Digital health growth has slowed since its initial explosive momentum, accelerated by the pandemic. But rising costs of face-to-face healthcare, ongoing staffing shortages, and the ability of telemedicine to reach people who otherwise have limited access to the care they need has secured analytics, health tech and telehealth companies’ roles as attractive assets this year.
Behavioral health continues to become specialized. With digital health providers expanding their scope of care to include behavioral health, experts predict this currently fragmented market — comprised of informal private practices — is ripe for consolidation. Tele-mental health providers may increasingly focus on acquiring assets in condition-specific behavioral sciences like ADHD, PTSD, and OCD as well as group therapy practices.
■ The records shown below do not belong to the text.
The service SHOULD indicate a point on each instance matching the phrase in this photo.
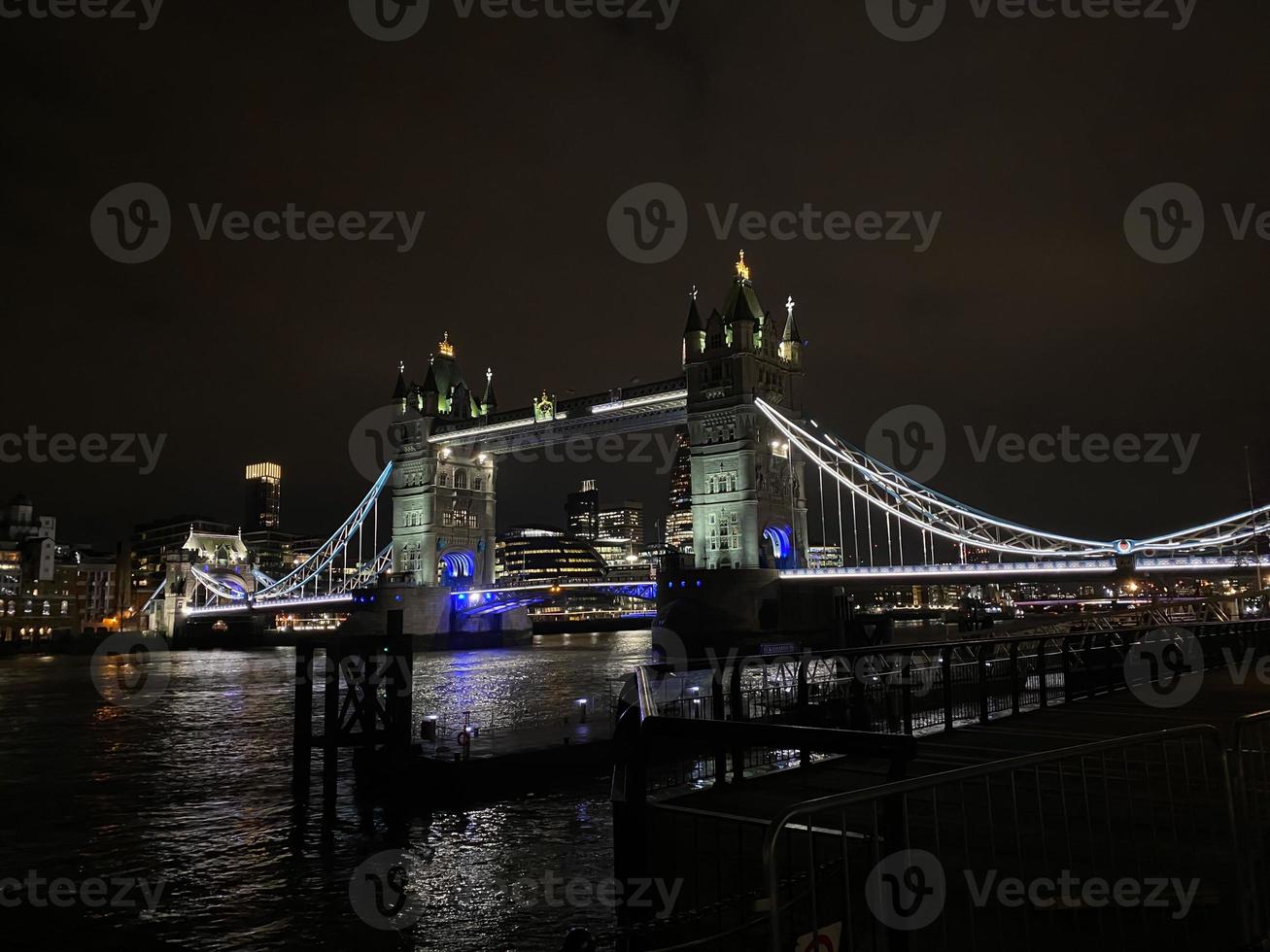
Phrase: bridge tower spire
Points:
(694, 331)
(748, 493)
(443, 503)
Investors have suggested there are several main obstacles to M&As: continued inflation and additional higher interest rates; strong competition for tempting targets; and anticipated impact on the economy.
But a PwC analysis counters, suggesting that increasing transaction volumes and players embracing value-based care — coupled with large levels of corporate cash and private equity dry powder — are leading to continued expansion for deal volumes in 2023. Deal volume will remain robust and resilient despite headwinds.
Many CRE professionals believe the data supports the reputation for resilience that the healthcare and life sciences industry has established. Other reports say competition from generics and biosimilars, a growing gene therapy pipeline, the loss of patient exclusivity, increased patient awareness, expectations and requirements, and breakthroughs in digital technologies will increase M&A activity this year, too.